My favorite "go-to-first" modeling algorithm for a classification or regression task is Gradient Boosted Regression Trees (Friedman, 2001 and 2002), especially as coded in the GBM package of R. Gradient boosted regression is one of the focuses of my masters thesis (along with random forests) and has gotten more and more attention as more and more data mining contests have been won, at least in part, by employing this method. Some of the reasons I pick Gradient Boosted Regression Trees as the best off the shelf predictive modeling algorithm available are: 

• High predictive accuracy across many domains and target data types
• Ability to specify various loss functions (Gaussian, Bernoulli,  Poisson etc.) as well as run survival analysis via Cox proportional hazards, quantile regression etc.   
• Handles mixed data types (continuous and nominal)
• Seamlessly deals with missing values
• Contains out-of-bag (OOB) estimates of error
• Contains variable importance measures
• Contains variable interaction measures / detection
• Allows estimates of marginal effects of a predictor (s) via Partial Dependency Plots.
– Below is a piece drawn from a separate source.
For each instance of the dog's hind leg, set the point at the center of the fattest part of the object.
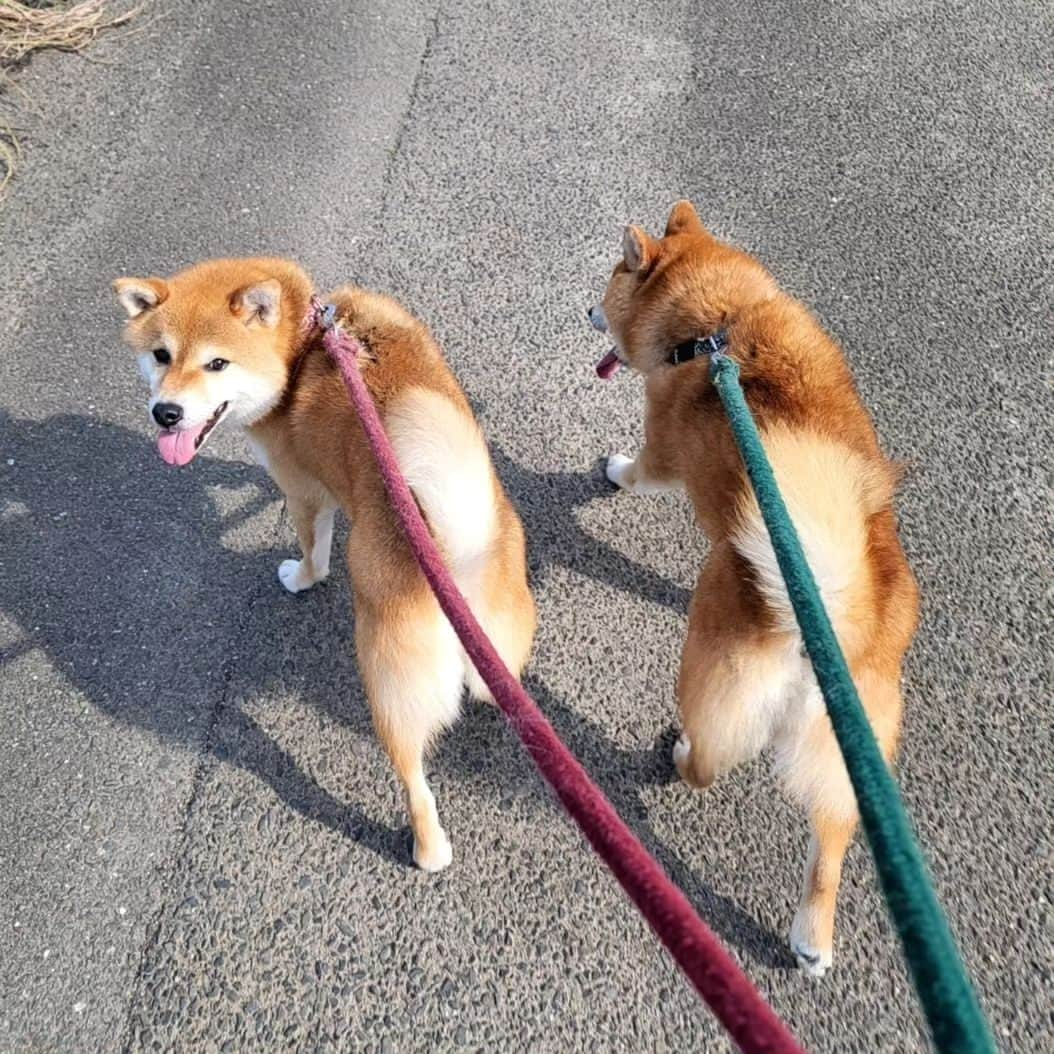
(813, 931)
(815, 774)
(733, 687)
(413, 674)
This latter point is a nice feature coded into the GBM package that gives the analyst the ability to produce univariate and bivariate partial dependency plots. These plots enable the researcher to understand the effect of a predictor variable (or interaction between two predictors) on the target outcome, given the other predictors (partialling them out - after accounting for their average effects). 

The technique is not unique to Gradient Boosted Regression Trees and in fact is a general method for understanding any black box modeling algorithm. When we use ensembles for instance, this tends to be the only way to understand how changing the value of a predictor, say a binary predictor  from 0 to 1 or a continuous predictor from within it's observed range, effects the outcome, given the model (i.e. accounting for the impact of other predictors in the model).

The idea of these “marginal” plots is to displays the modeled outcome, over the range of a given predictor. Hastie (2009) describes this general technique as considering the full model function $f$, depending on a small subset of predictors we are interested in, $X_{s}$, where this subset is typically one or two predictors in practice, and the other predictors in the model , $X_{c}$. This full model function is then written as $f(X)=f(X_{s},X_{c})$ where $X=X_{s} \cup X_{c}$ . A partial dependence plot displays the marginal expected value of $f(X_{s})$, by averaging over the values of $X_{c}$. Practically, this would be given by $f(X_{s}=x_{s})=Avg(f(X_{s}=x_{s}, X_{ci}))$ where the expected value of the function for a given value (vector) of the subset of predictors is the average value of the model output setting the subset predictors to the value of interest and averaging the result with the values of $X_{c}$ as they exist in the data set.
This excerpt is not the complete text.